Journal of Biomedical Informatics | 2009
Yan Chen; Huanying Gu; Yehoshua Perl; James Geller; Michael Halper
Each UMLS concept is assigned one or more of the semantic types (STs) from the Semantic Network. Due to the size and complexity of the UMLS, errors are unavoidable. We present two auditing methodologies for groups of semantically similar concepts. The straightforward procedure starts with the extent of an ST, which is the group of all concepts assigned this ST. We divide the extent into groups of concepts that have been assigned exactly the same set of STs. An algorithm finds subgroups of suspicious concepts.

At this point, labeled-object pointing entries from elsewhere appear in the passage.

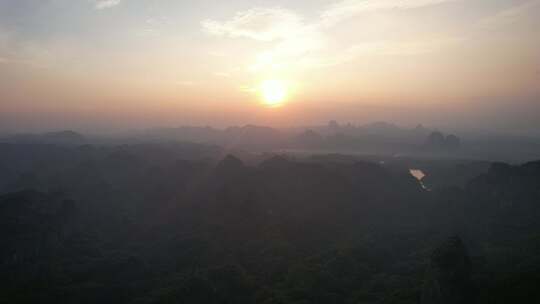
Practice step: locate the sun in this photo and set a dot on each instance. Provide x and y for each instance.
(274, 92)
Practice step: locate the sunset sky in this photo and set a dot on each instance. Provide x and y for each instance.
(97, 65)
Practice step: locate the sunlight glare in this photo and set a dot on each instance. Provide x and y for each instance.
(274, 92)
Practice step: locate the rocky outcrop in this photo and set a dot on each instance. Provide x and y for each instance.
(448, 278)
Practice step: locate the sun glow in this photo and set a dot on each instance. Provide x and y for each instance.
(274, 92)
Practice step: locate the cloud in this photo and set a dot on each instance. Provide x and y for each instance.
(262, 24)
(508, 16)
(349, 8)
(297, 43)
(103, 4)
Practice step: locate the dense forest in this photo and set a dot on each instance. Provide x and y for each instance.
(187, 223)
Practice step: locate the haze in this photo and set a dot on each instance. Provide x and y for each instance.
(117, 64)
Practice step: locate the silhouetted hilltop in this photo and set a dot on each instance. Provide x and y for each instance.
(448, 278)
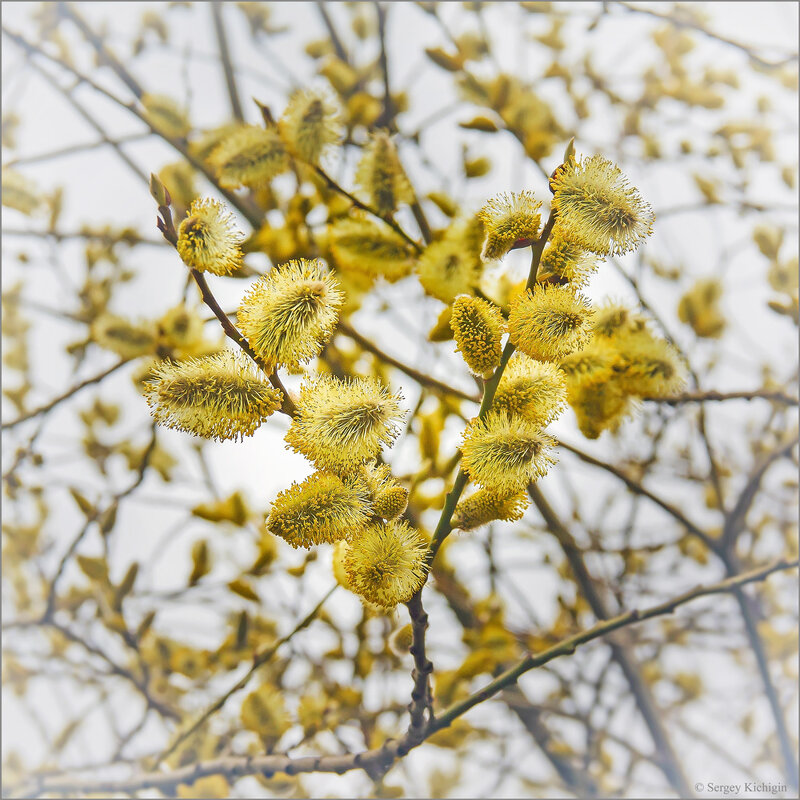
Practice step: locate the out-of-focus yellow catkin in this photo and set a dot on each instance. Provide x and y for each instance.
(485, 506)
(699, 307)
(208, 239)
(389, 498)
(264, 712)
(122, 336)
(343, 423)
(504, 454)
(535, 390)
(165, 115)
(180, 328)
(653, 368)
(566, 262)
(612, 319)
(478, 328)
(373, 248)
(382, 183)
(221, 396)
(600, 406)
(311, 124)
(550, 322)
(288, 314)
(322, 509)
(386, 564)
(507, 219)
(597, 208)
(19, 192)
(249, 156)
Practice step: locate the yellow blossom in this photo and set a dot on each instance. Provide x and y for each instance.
(208, 240)
(289, 314)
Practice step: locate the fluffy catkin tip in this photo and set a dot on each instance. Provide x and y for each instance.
(217, 397)
(597, 208)
(311, 124)
(386, 563)
(322, 509)
(208, 240)
(550, 322)
(249, 156)
(507, 219)
(290, 313)
(504, 454)
(535, 390)
(478, 329)
(341, 424)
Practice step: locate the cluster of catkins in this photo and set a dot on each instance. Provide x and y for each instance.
(559, 348)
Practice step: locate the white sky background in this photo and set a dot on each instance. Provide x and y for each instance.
(100, 190)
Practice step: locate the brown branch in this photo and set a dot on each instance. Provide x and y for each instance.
(424, 380)
(715, 397)
(378, 759)
(65, 396)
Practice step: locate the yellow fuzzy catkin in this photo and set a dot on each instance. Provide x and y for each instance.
(612, 319)
(699, 307)
(652, 367)
(382, 183)
(311, 124)
(288, 314)
(509, 218)
(550, 322)
(535, 390)
(504, 454)
(566, 262)
(221, 396)
(321, 509)
(389, 498)
(165, 115)
(373, 248)
(208, 240)
(249, 156)
(385, 565)
(597, 208)
(478, 328)
(340, 424)
(122, 336)
(485, 506)
(263, 711)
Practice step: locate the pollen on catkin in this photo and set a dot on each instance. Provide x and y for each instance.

The human auditor is presented with these subgroups, which purportedly exhibit the same semantics, and thus she will notice different concepts with wrong or missing ST assignments. The dynamic procedure detects concepts which become suspicious in the course of the auditing process. Both procedures are applied to two semantic types. The results are compared with a comprehensive manual audit and show a very high error recall with a much higher precision.